The report states that all three measures of farm sector earnings, which include net farm income, net cash income and net value added, are forecast to rise more than 20 percent in 2011. Net farm income and net cash income are both projected to exceed $100 billion for the first time in 2011. Also, total expenses are forecast to increase by $32.5 billion, exceeding $300 billion for the first time.
ERS reports that the 2011 forecast of net farm income is the second highest inflation-adjusted value recorded since 1973. Net farm income is forecast at $103.6 billion for 2011, up $24.5 billion for a rise of 31 percent from 2010. Average net cash income for farm businesses is projected to be $83,100 in 2011, an almost 17 percent increase from the 2010 estimate of $71,100. Net value added is expected to increase by $27.1 billion in 2011 to $157 billion.
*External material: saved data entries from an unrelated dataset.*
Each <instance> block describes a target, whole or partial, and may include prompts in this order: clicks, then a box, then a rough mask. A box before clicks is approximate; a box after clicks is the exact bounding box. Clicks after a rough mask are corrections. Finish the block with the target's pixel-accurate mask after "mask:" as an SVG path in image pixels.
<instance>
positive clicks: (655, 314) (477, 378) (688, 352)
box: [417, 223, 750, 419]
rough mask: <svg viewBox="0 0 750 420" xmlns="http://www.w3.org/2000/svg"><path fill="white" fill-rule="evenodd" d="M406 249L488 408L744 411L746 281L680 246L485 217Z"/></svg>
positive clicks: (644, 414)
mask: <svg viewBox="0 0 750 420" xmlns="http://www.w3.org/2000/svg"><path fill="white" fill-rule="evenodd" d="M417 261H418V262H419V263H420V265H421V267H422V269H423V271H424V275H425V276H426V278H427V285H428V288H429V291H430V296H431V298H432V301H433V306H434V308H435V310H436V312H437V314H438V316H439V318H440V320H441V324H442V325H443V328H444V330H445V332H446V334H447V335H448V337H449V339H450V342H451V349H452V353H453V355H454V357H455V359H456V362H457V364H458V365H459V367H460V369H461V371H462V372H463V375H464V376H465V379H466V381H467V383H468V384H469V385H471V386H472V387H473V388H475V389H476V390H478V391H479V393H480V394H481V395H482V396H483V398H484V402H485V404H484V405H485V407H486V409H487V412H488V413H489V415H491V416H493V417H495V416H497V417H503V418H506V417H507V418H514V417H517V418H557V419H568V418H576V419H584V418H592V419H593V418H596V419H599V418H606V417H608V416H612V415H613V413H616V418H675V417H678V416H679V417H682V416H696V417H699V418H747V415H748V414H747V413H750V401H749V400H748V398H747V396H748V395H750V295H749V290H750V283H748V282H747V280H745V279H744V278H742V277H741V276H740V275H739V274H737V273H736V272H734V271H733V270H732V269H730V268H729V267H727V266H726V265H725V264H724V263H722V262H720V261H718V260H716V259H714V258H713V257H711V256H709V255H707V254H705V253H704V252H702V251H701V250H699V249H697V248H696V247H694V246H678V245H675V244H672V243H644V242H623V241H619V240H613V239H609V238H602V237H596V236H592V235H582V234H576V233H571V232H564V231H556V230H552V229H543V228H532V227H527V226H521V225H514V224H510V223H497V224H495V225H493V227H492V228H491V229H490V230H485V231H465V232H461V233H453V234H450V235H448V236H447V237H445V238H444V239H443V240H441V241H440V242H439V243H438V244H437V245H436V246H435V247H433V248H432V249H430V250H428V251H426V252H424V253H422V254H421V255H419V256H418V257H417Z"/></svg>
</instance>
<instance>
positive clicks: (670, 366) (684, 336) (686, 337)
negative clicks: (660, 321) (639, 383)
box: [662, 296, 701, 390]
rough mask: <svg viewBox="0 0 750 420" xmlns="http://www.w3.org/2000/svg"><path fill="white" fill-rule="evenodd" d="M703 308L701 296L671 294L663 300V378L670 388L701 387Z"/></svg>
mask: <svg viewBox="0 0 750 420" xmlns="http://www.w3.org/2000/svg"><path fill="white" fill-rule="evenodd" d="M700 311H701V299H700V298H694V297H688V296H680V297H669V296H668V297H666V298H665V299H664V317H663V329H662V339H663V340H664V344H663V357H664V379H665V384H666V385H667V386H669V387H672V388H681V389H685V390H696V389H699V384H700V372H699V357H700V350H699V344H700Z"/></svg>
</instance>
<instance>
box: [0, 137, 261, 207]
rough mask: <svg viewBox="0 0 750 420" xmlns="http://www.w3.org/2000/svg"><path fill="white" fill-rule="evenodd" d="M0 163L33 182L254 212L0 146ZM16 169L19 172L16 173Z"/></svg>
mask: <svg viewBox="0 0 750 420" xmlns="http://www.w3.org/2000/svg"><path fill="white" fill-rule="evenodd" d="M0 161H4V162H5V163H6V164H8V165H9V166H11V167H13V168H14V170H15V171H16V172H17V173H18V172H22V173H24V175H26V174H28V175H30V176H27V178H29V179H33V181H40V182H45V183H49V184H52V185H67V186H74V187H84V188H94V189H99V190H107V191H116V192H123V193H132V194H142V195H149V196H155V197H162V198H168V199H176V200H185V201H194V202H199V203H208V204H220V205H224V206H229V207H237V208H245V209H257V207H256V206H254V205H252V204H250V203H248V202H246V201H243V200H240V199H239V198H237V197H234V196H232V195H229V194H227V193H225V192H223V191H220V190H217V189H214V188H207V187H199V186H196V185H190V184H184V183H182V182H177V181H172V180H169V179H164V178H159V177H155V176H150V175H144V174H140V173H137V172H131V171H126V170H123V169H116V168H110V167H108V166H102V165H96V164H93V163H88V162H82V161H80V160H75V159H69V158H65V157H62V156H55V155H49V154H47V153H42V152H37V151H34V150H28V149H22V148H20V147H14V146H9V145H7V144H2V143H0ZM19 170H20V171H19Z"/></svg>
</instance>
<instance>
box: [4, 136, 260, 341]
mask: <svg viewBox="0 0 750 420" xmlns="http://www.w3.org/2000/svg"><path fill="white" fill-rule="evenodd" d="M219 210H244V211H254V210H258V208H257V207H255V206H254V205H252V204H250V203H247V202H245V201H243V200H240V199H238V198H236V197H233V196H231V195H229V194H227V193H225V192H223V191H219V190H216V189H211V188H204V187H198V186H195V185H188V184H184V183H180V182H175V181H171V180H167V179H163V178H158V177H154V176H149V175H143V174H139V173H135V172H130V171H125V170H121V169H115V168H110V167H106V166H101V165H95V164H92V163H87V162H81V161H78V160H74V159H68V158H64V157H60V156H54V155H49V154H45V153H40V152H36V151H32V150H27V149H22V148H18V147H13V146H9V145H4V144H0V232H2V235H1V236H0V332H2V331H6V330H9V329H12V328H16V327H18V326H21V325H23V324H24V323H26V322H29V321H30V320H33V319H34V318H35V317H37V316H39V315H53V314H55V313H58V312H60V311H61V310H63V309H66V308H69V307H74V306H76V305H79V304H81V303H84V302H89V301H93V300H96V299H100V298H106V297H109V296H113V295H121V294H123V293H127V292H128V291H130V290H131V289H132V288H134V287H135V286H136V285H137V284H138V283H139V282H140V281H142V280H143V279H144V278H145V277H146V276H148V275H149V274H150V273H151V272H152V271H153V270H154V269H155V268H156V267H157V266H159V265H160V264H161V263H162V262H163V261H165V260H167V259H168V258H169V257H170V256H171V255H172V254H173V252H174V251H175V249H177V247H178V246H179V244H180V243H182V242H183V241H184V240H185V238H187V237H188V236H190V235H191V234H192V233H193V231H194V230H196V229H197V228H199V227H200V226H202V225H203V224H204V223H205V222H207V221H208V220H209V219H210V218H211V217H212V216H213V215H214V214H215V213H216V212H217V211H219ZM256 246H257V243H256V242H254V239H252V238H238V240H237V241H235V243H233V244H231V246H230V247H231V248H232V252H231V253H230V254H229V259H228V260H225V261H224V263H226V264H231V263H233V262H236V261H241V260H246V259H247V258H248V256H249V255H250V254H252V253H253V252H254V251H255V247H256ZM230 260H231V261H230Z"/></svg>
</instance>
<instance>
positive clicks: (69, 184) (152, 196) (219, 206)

“With prices expected to approach record levels for major crops, a large part of the improvement in earnings for 2011 will be on the crops side,” according to the report.  “Higher crop prices will cut into profit margins for the livestock sector that had just recovered from major losses suffered when feed costs started escalating in 2007.”

Crop receipts are expected to rise over 19 percent, or $33.6 billion, in 2011 with corn, wheat, hay, cotton, and soybeans receipts expected to show the largest percentage gains.

Livestock receipts are expected to rise nearly 16 percent, or $22.4 billion, in 2011 led by strong sales of dairy, meat animals and turkeys.

Government payments are forecast to be $10.2 billion in 2011, a 17.7-percent decrease from 2010.